Это не значит, разумеется, чтобы у него не было насмешки, даже злой и неприятной эпиграммы, не всегда великодушной шутки: для этого он слишком человек и слишком естественна его поэзия; отсутствие холодной безукоризненности составляет одну из привлекательных черт его и ее. Это не значит и то, чтобы он не испытывал гнева и скорби, чтобы он робко и покорно воспринимал зло и несчастие: мы все помним его печаль, раскаты его поэтического негодования и это у него страдалец возносит к Богу святую месть. Но его Немезида не отталкивает от себя, и нелицеприятный суд ее справедлив, а печаль его светла. Пушкин часто говорил о жалком роде людей, достойном слез и смеха, о тупой черни, и он сказал эти горькие слова: кто жил и мыслил, тот не может в душе не презирать людей; но презрение к пошлости толпы не заглушает его любви к человечеству. Частные недостатки не затемняют перед ним общего величия мировой драмы и ее участников – этих бедных «чад праха». Он их не проклинает, как порою Байрон, не издевается над ними. Они искажают свою природу, когда их соединяет в одно неразумное и слепое целое общность предрассудков и мелочных забот, когда они образуют затягивающий омут, который опасен для всякого и в котором все могут ожесточиться и очерстветь, превратиться в мертвые души; но каждая из этих человеческих единиц сама по себе способна к добру. Человек лучше людей. Ошибки и заблуждения современности, осуждающей своих непонятых героев, своих Барклаев де Толли, исправит поэт, который заступится за них, и вообще нельзя отвергнуть мира, доколь в подлунном мире жив будет хоть один пиит, т. е. хотя бы одна организация, воспринимающая красоту и добро. И на человечество, как на единый нравственный организм, не ложится пятно позора. Поэтому, несмотря на все мгновенные вспышки укоризны и горечи, у Пушкина незыблема вера в людей, и нет для него сомнения в их исконно доброй природе. Поэтому духовный аристократизм соединяется у него с глубокой нравственной доступностью, и, кроме счастья – роптанью не внимать толпы непросвещенной, он знает радость – участьем отвечать застенчивой мольбе.
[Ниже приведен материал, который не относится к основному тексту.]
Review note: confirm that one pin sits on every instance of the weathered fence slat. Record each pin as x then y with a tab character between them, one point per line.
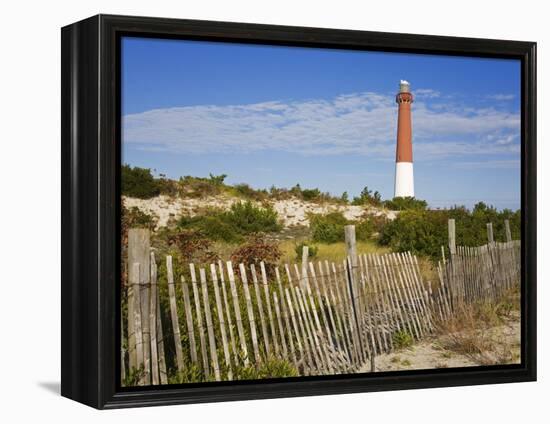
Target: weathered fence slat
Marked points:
155	378
198	314
209	326
174	313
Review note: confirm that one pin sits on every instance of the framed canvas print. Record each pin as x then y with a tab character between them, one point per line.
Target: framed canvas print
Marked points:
254	211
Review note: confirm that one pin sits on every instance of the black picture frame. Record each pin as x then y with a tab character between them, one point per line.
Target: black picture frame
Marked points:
90	138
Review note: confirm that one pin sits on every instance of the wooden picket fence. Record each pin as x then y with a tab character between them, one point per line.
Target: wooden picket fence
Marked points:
322	317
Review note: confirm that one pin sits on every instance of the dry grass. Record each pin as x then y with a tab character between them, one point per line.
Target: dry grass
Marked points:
481	332
332	252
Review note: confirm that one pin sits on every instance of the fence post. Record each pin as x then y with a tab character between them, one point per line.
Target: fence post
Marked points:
304	282
452	237
351	251
508	231
490	238
139	246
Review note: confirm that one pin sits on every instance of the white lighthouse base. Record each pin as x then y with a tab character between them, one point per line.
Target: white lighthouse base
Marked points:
404	179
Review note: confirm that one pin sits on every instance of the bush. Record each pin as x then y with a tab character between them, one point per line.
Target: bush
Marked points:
193	246
311	194
402	339
425	231
405	203
327	228
248	192
230	226
364	230
138	182
312	251
247	218
255	250
367	197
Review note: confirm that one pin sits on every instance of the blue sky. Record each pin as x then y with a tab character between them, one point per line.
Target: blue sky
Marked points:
270	115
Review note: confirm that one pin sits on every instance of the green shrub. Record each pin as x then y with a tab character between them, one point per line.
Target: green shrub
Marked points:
312	251
311	194
138	182
247	218
402	339
272	368
405	203
193	246
364	229
244	190
257	249
367	197
425	231
327	228
241	220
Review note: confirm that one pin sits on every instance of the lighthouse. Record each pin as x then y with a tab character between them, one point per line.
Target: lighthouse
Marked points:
404	178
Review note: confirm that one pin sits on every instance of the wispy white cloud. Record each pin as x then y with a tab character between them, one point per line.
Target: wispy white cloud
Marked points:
501	97
426	93
357	123
490	164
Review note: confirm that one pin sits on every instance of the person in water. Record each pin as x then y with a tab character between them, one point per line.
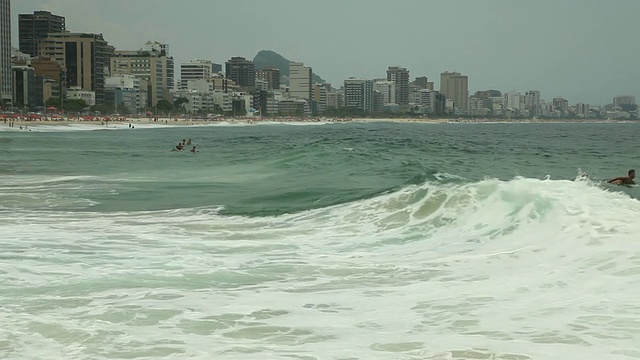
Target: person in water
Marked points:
624	180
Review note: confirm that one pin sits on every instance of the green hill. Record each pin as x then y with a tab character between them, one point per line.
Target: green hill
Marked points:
268	58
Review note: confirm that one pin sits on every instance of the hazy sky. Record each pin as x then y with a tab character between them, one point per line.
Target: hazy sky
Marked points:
583	50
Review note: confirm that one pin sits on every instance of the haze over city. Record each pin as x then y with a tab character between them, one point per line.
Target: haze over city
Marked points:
582	50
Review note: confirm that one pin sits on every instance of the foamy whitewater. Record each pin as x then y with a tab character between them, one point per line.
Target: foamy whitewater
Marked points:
345	241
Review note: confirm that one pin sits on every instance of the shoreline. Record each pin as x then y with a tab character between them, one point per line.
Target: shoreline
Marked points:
130	122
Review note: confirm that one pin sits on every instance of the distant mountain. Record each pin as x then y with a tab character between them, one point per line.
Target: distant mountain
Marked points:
268	58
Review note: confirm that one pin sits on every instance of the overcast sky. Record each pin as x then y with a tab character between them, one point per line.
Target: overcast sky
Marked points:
583	50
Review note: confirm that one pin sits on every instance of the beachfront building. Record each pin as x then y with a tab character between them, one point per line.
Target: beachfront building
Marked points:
387	89
335	100
271	75
400	76
455	86
127	93
85	58
26	92
241	71
427	99
195	70
33	27
300	81
358	94
154	66
560	104
5	52
78	93
624	100
320	98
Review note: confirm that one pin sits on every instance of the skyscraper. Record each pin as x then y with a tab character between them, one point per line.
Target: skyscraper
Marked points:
195	70
455	86
153	66
300	81
5	51
271	75
358	94
85	57
400	76
32	27
241	71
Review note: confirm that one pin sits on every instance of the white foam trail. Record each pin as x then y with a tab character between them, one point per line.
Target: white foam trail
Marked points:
524	269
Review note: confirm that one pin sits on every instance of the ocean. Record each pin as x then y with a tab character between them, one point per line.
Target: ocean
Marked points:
320	241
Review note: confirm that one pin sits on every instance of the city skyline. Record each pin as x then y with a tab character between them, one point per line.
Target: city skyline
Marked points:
579	58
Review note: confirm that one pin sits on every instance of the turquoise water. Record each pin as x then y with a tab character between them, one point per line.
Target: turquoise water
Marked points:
340	241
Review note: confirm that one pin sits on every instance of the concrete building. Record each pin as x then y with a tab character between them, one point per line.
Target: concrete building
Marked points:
582	110
560	104
387	90
358	94
455	86
76	92
427	99
271	75
127	93
5	52
26	94
241	71
85	58
153	66
335	100
194	70
300	81
33	27
400	76
624	100
320	98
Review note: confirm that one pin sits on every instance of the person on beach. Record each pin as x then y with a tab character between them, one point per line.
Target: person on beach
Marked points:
624	180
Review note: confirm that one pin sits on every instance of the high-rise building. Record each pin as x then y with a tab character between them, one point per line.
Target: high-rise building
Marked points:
271	75
195	70
300	81
5	51
387	90
241	71
455	86
624	100
162	50
153	66
33	27
85	58
400	76
358	94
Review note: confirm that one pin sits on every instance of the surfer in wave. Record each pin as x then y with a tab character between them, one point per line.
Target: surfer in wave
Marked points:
624	180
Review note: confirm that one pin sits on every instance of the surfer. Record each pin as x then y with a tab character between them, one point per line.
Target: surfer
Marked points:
624	180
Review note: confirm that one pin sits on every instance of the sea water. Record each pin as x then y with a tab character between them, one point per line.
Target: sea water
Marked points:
340	241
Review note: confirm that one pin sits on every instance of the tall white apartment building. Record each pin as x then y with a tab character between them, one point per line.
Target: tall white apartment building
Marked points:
455	86
5	51
300	81
387	89
400	76
195	70
358	94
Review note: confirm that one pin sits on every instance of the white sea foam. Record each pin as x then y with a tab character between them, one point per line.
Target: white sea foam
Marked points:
524	269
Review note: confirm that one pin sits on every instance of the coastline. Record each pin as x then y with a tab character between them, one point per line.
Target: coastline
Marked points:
132	122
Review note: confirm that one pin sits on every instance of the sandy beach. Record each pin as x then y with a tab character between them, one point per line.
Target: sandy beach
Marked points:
132	122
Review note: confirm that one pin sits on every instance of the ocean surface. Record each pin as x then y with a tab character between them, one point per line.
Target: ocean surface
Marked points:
330	241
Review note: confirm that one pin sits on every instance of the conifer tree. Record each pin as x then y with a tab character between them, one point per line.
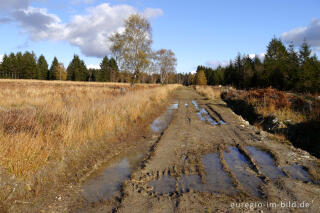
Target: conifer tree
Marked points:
42	68
200	78
52	74
77	70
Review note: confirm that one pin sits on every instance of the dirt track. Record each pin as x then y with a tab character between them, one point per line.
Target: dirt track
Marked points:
207	161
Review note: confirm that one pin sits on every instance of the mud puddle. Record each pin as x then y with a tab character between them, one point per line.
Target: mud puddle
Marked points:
298	172
166	185
243	172
163	121
106	182
203	114
217	180
266	163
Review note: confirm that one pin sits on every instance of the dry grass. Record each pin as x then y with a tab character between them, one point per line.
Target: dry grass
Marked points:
209	92
42	122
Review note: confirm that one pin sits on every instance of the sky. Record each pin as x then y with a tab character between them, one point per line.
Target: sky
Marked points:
202	32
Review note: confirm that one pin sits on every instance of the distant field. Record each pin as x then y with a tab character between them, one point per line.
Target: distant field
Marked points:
47	121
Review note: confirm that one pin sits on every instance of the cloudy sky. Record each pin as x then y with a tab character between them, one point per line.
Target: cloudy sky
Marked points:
206	32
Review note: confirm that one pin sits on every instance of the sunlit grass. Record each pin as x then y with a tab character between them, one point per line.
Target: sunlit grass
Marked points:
43	121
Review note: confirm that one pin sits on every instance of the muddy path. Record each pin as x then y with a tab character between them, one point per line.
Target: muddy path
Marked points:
209	159
201	157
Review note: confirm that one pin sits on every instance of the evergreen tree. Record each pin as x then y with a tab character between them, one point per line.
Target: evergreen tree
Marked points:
200	78
29	66
104	70
304	52
42	68
52	74
293	68
276	72
77	70
114	70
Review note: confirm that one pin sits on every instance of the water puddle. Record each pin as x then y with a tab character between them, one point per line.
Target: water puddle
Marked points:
166	185
298	172
222	122
265	162
163	121
106	182
196	105
203	114
242	170
217	180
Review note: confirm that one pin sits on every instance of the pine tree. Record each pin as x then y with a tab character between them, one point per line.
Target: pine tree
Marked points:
276	72
200	78
114	70
104	70
42	68
304	52
77	70
52	74
29	66
293	67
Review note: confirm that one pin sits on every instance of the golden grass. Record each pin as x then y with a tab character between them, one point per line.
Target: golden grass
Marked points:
42	121
209	92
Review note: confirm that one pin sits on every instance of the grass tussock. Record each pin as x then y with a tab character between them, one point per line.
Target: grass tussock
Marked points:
286	107
209	92
42	122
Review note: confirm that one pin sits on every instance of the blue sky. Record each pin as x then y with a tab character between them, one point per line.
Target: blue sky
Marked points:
203	32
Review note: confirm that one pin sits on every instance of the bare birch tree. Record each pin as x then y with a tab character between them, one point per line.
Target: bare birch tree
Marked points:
132	48
167	63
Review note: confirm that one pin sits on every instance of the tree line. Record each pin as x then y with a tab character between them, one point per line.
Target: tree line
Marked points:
284	68
28	66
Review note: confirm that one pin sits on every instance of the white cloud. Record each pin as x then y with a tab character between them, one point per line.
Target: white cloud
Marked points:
93	66
311	33
8	5
152	12
40	24
83	1
260	56
89	32
215	63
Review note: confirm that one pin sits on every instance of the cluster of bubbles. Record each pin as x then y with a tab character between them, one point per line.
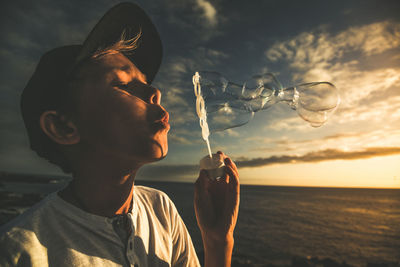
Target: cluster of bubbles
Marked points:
221	104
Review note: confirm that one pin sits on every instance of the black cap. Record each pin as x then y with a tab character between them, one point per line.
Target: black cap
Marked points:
46	88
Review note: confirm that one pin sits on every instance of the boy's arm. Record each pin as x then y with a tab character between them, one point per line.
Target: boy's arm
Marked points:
216	205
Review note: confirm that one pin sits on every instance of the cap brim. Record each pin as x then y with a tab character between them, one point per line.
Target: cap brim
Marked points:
130	19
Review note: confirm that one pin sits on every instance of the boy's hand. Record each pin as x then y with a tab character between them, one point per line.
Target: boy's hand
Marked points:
216	204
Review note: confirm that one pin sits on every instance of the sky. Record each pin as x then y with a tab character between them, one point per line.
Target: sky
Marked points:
353	44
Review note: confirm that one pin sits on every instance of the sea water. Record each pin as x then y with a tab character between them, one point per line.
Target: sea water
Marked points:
276	224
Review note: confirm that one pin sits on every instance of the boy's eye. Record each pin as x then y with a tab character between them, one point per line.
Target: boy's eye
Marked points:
123	86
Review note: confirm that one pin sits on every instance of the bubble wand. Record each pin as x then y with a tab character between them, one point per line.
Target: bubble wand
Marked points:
212	163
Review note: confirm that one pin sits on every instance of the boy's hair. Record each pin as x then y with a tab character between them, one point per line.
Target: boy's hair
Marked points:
126	29
44	146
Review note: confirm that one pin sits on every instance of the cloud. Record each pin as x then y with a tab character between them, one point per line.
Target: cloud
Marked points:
209	12
182	172
168	172
322	155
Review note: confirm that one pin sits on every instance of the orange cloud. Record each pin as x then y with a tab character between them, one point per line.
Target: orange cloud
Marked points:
322	155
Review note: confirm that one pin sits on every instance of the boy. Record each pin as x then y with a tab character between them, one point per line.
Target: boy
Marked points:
91	110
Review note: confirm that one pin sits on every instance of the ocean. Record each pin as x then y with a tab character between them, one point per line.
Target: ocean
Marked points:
278	226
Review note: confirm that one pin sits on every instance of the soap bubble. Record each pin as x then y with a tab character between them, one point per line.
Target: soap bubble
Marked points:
224	104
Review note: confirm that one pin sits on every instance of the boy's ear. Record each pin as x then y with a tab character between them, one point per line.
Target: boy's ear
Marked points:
59	128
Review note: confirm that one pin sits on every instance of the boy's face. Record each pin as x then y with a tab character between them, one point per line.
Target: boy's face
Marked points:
119	114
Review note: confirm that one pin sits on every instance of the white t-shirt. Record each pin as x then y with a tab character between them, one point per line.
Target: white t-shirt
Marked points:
56	233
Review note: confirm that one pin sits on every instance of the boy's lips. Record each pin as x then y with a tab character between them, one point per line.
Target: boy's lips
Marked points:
162	123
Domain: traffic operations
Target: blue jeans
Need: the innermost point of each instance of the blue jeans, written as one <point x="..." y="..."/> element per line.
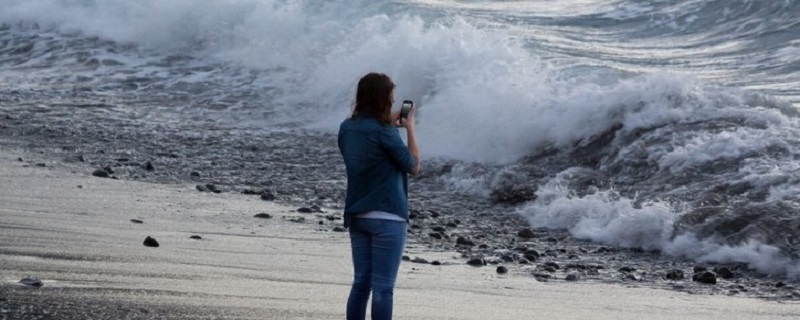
<point x="377" y="246"/>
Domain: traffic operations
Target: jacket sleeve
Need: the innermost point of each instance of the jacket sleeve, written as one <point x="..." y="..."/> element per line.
<point x="397" y="150"/>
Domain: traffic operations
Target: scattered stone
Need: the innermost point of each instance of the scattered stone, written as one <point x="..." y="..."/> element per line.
<point x="724" y="272"/>
<point x="526" y="233"/>
<point x="572" y="277"/>
<point x="267" y="196"/>
<point x="213" y="188"/>
<point x="150" y="242"/>
<point x="32" y="282"/>
<point x="705" y="277"/>
<point x="419" y="260"/>
<point x="476" y="262"/>
<point x="101" y="173"/>
<point x="674" y="275"/>
<point x="627" y="269"/>
<point x="698" y="269"/>
<point x="464" y="242"/>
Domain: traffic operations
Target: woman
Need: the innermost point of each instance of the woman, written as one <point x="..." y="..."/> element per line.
<point x="376" y="205"/>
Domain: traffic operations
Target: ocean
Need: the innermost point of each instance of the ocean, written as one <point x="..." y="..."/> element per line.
<point x="664" y="125"/>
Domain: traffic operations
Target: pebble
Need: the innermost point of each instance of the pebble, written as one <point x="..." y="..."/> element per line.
<point x="101" y="173"/>
<point x="33" y="282"/>
<point x="150" y="242"/>
<point x="705" y="277"/>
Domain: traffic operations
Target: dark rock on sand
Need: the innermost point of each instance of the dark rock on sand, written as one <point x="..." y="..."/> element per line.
<point x="476" y="262"/>
<point x="674" y="275"/>
<point x="464" y="242"/>
<point x="419" y="260"/>
<point x="573" y="277"/>
<point x="705" y="277"/>
<point x="150" y="242"/>
<point x="267" y="196"/>
<point x="526" y="233"/>
<point x="33" y="282"/>
<point x="101" y="173"/>
<point x="724" y="272"/>
<point x="213" y="188"/>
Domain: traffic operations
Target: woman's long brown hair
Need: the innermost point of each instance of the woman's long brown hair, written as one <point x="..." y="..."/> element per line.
<point x="374" y="98"/>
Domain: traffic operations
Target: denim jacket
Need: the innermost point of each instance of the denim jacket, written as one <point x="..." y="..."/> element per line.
<point x="378" y="163"/>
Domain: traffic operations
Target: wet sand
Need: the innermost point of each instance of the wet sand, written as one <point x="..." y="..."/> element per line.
<point x="74" y="232"/>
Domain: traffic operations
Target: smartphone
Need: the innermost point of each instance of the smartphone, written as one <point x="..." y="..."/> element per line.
<point x="406" y="108"/>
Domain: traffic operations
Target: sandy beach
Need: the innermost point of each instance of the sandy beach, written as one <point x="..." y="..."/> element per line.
<point x="82" y="236"/>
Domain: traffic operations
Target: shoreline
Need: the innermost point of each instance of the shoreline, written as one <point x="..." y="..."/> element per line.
<point x="81" y="242"/>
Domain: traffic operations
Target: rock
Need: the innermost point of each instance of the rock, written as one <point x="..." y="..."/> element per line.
<point x="724" y="272"/>
<point x="698" y="269"/>
<point x="267" y="196"/>
<point x="531" y="255"/>
<point x="476" y="262"/>
<point x="419" y="260"/>
<point x="526" y="233"/>
<point x="464" y="242"/>
<point x="552" y="265"/>
<point x="705" y="277"/>
<point x="100" y="173"/>
<point x="150" y="242"/>
<point x="33" y="282"/>
<point x="674" y="275"/>
<point x="627" y="269"/>
<point x="213" y="188"/>
<point x="572" y="277"/>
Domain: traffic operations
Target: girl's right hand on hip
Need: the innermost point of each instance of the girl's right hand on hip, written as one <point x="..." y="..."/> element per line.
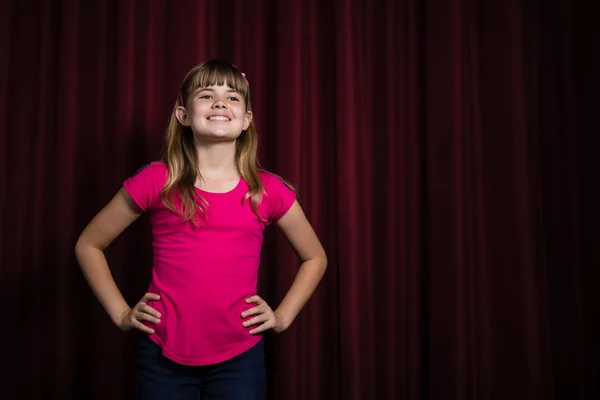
<point x="133" y="317"/>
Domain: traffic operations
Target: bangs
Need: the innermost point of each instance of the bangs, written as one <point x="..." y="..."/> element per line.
<point x="216" y="73"/>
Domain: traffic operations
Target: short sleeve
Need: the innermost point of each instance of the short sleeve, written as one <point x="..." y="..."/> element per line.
<point x="279" y="197"/>
<point x="145" y="186"/>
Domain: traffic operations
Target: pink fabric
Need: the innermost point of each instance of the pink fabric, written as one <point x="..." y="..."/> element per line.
<point x="204" y="273"/>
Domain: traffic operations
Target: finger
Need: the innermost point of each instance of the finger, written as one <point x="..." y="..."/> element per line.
<point x="143" y="328"/>
<point x="254" y="311"/>
<point x="261" y="328"/>
<point x="149" y="310"/>
<point x="141" y="316"/>
<point x="151" y="296"/>
<point x="255" y="299"/>
<point x="256" y="320"/>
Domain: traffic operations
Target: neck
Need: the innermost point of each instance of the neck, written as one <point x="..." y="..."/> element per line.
<point x="216" y="160"/>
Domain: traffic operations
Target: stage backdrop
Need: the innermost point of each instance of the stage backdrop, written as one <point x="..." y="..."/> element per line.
<point x="442" y="150"/>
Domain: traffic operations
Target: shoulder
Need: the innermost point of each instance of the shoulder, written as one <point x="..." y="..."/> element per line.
<point x="156" y="170"/>
<point x="273" y="181"/>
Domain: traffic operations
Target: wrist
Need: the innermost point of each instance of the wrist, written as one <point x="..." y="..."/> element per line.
<point x="283" y="324"/>
<point x="118" y="319"/>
Эти гордые советы царственного одиночества: живи один, останься тверд, спокоен и угрюм, ты сам свой высший суд, обиды не страшись, не требуй и венца, не делись с толпой пламенным восторгом, – они относятся не только к поэту, но и ко всякому человеку; однако вовсе не славят они холода и надменности, а представляют собою великие заповеди бескорыстия, восхваление душевного мира, доверие к его непогрешимому суду, который возвышается над изменчивыми приговорами внешней среды. Пушкин мог бы постоянно жить один, в самом себе, питать в своей душе долгие думы, усовершенствовать плоды любимых дум, пленник духовного Ватикана, – так обширен и обилен был его внутренний дом. И на вопрос, зародившийся в горечи разочарования: кого ж любить? кому же верить? кто не изменит нам один? – он не только с оттенком печальной иронии, но и серьезно мог бы ответить: любите самого себя. Это потому, что он верил в свои нравственные силы, себя уважал. И это находится в неизбежной связи с тем важнейшим фактом человеческой и поэтической биографии Пушкина, что всегда он был самим собою. Такой подражающий, он в то же время ни для кого не был внушаем – даже для самого себя; даже себя он себе не порабощал, и никто и ничто его не гипнотизировали. Он не настроил себя намеренно на лад печали, когда из равнодушных уст равнодушно внимал вести о смерти когда-то любимой женщины. Или – другой пример – он поверил Овидию и подготовил себя к тому, чтобы в стране его изгнания увидеть пустыню мрачную, туманы, снега, нивы без теней, холмы без винограда; но взор изменил обманутым мечтаньям – и что же? – поэт, искренний, свободный, честный, сознался:
Изгнание твое пленило втайне очи,
Привыкшие к снегам угрюмой полуночи, —
и во имя правды легко расстался с подготовленным и ожидавшимся настроением; от этого не исчезла поэзия и красота, потому что она для Пушкина была повсюду. Вообще, Пушкин никогда не насиловал своей души. И поразительно, до какой степени это мировое эхо было вместе с тем независимо, до какой степени этот всеподражатель был самостоятелен. Он соединял послушность с инициативой, повторение – с почином.